Em relatório, o Tesouro reportou que sua reserva de liquidez fechou o mês em R$ 933,22 bilhões, ante os R$ 805,68 bilhões de janeiro. No mês passado, o governo emitiu cerca de R$ 111 bilhões a mais do que resgatou. Além disso, houve a incorporação de R$ 24,3 bilhões em juros, quando o governo reconhece gradualmente os juros que incidem sobre a dívida.
“O Tesouro Nacional realizou emissões, em fevereiro, acima da média dos últimos 12 meses, contribuindo para suprir a necessidade de financiamento do Governo Federal e para manter o caixa acima do limite prudencial”, informou o Tesouro em nota, destacando que o mês foi marcado por piora na percepção de risco de emergentes e pela cautela com o cenário fiscal doméstico.

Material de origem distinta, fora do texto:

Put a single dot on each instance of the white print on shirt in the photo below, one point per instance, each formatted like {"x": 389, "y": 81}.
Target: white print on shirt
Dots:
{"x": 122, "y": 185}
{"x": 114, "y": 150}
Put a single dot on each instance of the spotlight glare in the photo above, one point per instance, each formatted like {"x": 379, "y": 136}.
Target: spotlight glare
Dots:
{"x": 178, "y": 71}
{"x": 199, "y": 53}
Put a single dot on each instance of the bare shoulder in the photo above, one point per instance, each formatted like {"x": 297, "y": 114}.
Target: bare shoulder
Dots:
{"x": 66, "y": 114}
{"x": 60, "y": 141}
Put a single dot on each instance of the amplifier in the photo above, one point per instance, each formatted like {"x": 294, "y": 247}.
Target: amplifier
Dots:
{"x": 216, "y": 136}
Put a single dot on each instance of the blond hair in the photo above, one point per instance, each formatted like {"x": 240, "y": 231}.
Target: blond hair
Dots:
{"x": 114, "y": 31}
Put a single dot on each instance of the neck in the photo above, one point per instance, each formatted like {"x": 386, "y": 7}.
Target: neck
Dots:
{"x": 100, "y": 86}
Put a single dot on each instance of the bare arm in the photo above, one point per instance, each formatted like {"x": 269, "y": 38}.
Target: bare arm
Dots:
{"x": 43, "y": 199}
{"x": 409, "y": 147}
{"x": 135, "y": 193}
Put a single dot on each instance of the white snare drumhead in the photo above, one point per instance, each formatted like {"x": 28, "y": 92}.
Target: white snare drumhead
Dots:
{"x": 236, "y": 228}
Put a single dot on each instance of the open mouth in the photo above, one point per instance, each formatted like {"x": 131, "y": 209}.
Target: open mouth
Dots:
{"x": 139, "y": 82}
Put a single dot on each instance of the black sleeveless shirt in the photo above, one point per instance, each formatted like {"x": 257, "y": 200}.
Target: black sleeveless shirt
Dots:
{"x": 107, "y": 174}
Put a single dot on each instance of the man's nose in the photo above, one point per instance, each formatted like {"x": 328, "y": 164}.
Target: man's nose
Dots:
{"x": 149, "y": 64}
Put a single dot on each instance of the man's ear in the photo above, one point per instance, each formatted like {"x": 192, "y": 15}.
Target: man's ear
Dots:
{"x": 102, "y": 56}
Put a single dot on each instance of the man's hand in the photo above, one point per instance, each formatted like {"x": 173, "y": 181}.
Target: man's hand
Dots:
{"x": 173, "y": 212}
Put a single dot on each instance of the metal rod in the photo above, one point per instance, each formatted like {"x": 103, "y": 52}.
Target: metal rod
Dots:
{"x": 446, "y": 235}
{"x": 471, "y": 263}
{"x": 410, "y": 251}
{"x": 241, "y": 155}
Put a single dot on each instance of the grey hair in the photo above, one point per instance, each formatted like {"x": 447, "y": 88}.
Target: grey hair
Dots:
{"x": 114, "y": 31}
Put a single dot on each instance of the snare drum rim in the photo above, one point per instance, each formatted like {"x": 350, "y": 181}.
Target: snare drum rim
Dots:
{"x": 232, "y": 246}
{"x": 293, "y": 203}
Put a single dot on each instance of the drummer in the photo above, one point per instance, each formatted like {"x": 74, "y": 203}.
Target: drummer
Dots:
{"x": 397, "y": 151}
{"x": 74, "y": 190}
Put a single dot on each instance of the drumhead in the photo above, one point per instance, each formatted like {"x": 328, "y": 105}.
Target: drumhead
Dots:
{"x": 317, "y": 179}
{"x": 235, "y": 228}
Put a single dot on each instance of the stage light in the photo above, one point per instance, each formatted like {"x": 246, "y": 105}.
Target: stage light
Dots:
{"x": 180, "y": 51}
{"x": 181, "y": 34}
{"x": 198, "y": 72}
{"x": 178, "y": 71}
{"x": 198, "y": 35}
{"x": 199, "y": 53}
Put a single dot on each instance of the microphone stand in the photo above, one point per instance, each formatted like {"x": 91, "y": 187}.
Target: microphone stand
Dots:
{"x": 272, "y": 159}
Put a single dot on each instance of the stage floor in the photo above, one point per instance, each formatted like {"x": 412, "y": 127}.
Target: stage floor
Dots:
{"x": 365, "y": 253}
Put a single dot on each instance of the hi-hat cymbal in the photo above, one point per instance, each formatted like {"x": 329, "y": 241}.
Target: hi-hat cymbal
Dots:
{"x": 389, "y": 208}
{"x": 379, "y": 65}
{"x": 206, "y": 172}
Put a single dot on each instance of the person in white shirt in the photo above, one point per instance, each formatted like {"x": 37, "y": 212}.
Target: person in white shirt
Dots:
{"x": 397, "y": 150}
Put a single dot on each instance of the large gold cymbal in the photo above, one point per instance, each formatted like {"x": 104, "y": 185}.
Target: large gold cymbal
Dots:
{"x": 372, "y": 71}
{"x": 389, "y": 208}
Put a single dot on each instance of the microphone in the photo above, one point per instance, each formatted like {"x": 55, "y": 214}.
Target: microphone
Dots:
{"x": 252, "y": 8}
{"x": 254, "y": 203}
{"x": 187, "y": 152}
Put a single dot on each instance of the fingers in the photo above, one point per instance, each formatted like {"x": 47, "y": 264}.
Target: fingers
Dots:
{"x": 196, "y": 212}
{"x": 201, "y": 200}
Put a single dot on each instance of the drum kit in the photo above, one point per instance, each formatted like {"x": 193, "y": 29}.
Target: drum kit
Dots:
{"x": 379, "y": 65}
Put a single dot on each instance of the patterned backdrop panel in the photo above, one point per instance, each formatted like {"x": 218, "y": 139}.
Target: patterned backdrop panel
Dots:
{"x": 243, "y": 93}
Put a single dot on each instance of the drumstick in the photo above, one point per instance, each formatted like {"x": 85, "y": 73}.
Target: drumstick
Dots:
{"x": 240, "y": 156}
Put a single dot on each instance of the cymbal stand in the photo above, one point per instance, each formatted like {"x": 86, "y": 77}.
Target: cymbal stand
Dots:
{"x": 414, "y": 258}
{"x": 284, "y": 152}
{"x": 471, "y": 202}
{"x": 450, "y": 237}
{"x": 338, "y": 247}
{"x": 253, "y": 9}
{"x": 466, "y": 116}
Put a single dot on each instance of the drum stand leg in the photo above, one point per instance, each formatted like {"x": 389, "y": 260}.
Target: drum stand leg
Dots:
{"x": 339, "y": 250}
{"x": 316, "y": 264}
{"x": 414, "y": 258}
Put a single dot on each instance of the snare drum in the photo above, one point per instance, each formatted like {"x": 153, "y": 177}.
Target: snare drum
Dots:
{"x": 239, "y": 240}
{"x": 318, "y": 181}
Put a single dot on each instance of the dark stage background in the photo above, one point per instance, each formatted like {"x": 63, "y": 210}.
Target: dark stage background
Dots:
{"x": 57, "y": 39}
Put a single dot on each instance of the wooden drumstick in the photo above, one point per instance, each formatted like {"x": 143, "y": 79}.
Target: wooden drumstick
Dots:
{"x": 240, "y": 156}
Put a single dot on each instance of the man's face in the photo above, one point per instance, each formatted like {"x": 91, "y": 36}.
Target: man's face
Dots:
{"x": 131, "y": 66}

Essa reserva cobre 6,7 meses de vencimento. Em março, abril e maio, vencerão R$ 581,2 bilhões em títulos federais.
Em relação à composição, os títulos que variam com a Selic, representados pelas LFTs, seguiram com maior peso na dívida pública federal, mas diminuíram essa fatia a 34,82% do total, abaixo dos 35,30% de janeiro.
Já os títulos prefixados avançaram a 34,36% da dívida, ante 33,75% no mês anterior. Os papéis indexados à inflação, por sua vez, mostraram pouca alteração, respondendo por 25,78% da dívida total, ante 25,98% em janeiro.
Em relação aos detentores, a participação dos investidores estrangeiros na dívida mobiliária interna aumentou ligeiramente para 9,43% em fevereiro, sobre 9,27% no mês anterior.